The Senate voted overwhelmingly last week to approve the measure. A few Republicans and most Democrats in the Senate delayed reauthorization because of civil liberties concerns about key provisions that were set to expire at the end of last year.

Law-enforcement officers and security officials have been operating under temporary extensions of the bill until lawmakers could resolve differences.

“The Patriot Act has been an effective tool against terrorists and other criminals,” said Rep. F. James Sensenbrenner Jr., Wisconsin Republican and chairman of the House Judiciary Committee. “At the same time, intense congressional and public scrutiny has not produced a single substantiated claim that the Patriot Act has been misused to violate Americans’ civil liberties.”

Some lawmakers are not pleased with the reauthorization.

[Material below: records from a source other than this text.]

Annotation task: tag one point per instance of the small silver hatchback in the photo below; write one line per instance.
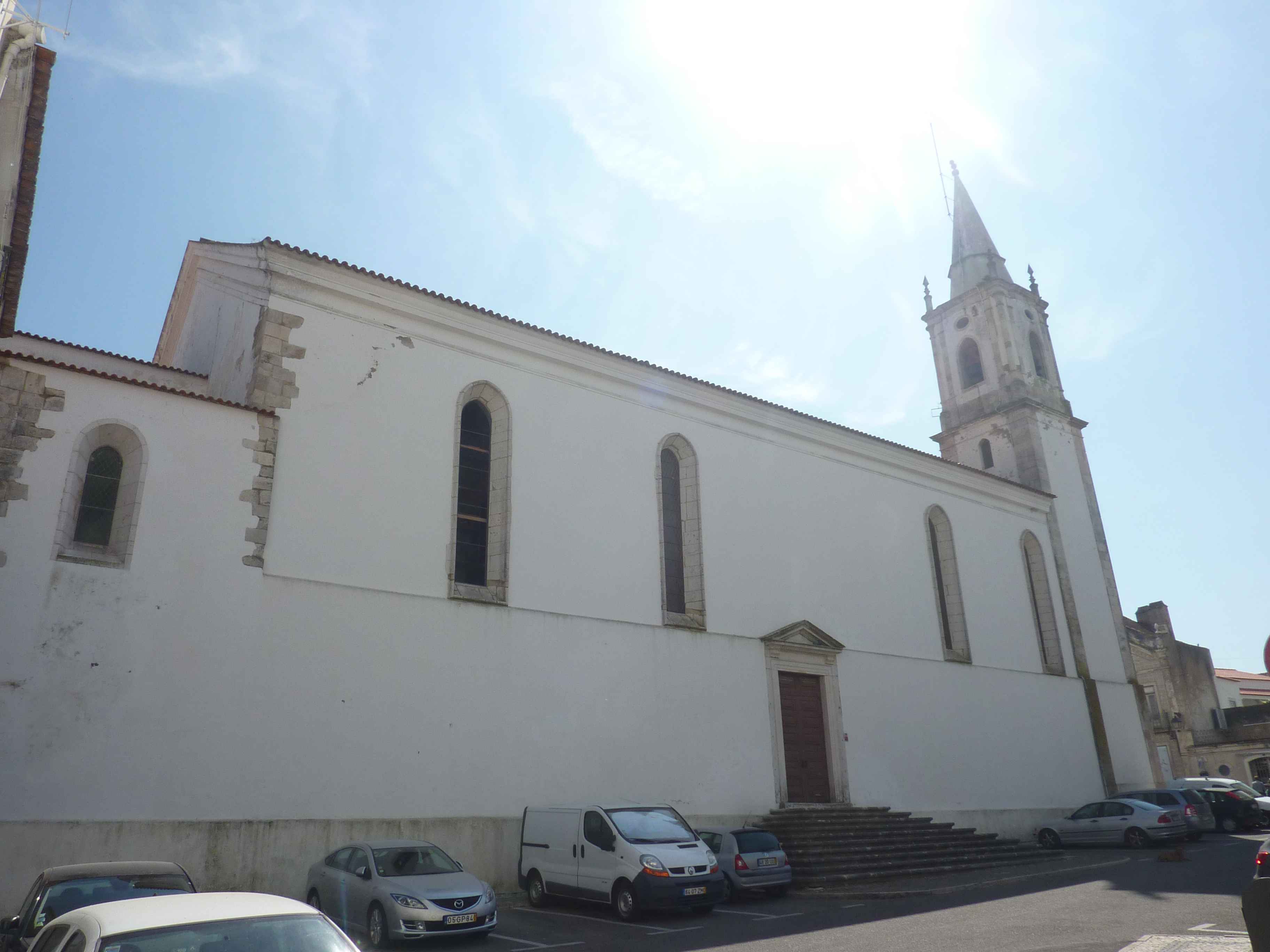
(750, 860)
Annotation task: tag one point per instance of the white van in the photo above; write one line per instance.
(632, 857)
(1202, 782)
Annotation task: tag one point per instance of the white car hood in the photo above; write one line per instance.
(672, 855)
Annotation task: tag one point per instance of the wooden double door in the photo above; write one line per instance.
(807, 760)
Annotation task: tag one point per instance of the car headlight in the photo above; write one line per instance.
(652, 865)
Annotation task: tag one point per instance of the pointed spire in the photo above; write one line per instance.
(974, 257)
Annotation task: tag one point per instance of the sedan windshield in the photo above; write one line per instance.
(275, 934)
(74, 894)
(657, 824)
(423, 860)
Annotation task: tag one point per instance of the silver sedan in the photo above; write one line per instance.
(1121, 820)
(751, 860)
(400, 889)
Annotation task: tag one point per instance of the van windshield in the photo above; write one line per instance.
(651, 824)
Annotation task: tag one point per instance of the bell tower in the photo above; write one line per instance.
(994, 356)
(1004, 412)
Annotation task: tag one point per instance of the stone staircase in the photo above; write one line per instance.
(837, 844)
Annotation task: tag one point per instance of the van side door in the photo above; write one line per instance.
(550, 847)
(597, 857)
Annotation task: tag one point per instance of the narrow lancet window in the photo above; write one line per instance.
(672, 533)
(472, 531)
(1042, 606)
(679, 509)
(101, 493)
(970, 364)
(948, 587)
(1038, 356)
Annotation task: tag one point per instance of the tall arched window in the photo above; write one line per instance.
(102, 498)
(1042, 606)
(101, 493)
(684, 600)
(948, 587)
(986, 454)
(479, 540)
(970, 364)
(472, 535)
(1038, 356)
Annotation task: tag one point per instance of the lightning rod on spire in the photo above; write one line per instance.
(939, 168)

“The Patriot Act threatens the civil liberties of every citizen of this nation, and is a full frontal assault on the Bill of Rights and our Constitution,” said Rep. Dennis J. Kucinich, Ohio Democrat. “Like every other member of Congress, I take an oath to uphold the Constitution of the United States of America. To vote for this bill would violate this sacred oath.”

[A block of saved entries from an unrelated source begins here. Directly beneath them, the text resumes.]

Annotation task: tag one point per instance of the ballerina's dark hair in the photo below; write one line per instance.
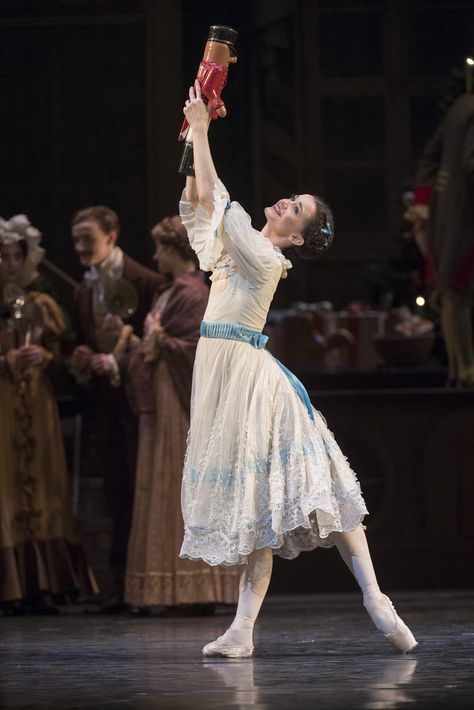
(317, 233)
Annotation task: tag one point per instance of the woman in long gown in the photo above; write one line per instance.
(41, 558)
(160, 373)
(263, 474)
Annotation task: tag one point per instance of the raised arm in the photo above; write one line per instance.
(201, 188)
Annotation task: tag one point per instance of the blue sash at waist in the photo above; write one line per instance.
(232, 331)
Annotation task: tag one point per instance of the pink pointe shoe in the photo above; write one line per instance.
(386, 619)
(217, 648)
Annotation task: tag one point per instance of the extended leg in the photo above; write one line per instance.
(354, 550)
(237, 642)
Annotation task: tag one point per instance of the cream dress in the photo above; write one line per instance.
(259, 472)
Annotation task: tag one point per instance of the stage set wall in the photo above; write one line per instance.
(328, 96)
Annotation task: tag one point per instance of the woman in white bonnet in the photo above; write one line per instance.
(41, 559)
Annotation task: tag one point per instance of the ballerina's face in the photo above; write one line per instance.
(11, 262)
(289, 215)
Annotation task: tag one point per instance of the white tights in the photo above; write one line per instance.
(253, 587)
(354, 550)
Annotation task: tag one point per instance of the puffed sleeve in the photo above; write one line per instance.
(229, 230)
(202, 228)
(254, 256)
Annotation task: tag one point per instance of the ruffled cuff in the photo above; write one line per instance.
(203, 228)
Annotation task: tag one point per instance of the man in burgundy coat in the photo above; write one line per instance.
(94, 232)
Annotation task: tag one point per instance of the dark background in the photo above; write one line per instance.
(330, 96)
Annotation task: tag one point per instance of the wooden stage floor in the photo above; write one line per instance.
(317, 651)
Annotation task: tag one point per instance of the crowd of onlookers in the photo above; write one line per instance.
(131, 340)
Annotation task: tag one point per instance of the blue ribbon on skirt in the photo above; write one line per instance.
(232, 331)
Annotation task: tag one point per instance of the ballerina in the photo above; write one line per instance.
(263, 474)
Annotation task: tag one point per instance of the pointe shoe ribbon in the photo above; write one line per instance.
(386, 619)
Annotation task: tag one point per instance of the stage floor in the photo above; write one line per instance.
(317, 651)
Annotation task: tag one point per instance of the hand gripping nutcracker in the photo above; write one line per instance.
(219, 52)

Mr. Kucinich said the act specifically violates the First, Fourth, Fifth, Sixth, Eighth and 14th amendments to the Constitution.

“The Patriot Act permits the government to continue to conduct criminal investigations without probable cause, to conduct secret searches, to gain wide powers of phone and Internet surveillance, and access highly personal medical, financial, mental health and student records with minimal judicial oversight,” he said. “This bill threatens to turn back the clock on over 200 years of progress in the protection of civil liberties in this nation.”

Mr. Sensenbrenner said the bill “has been the focus of virtually unprecedented congressional and public scrutiny.”

“Opponents of the legislation have relied upon exaggeration and hyperbole to distort a demonstrated record of accomplishment and success,” he said. “The Justice Department and other agencies have properly utilized the Patriot Act to detect, disrupt and dismantle terrorist cells in New York, Virginia and Oregon before they strike.”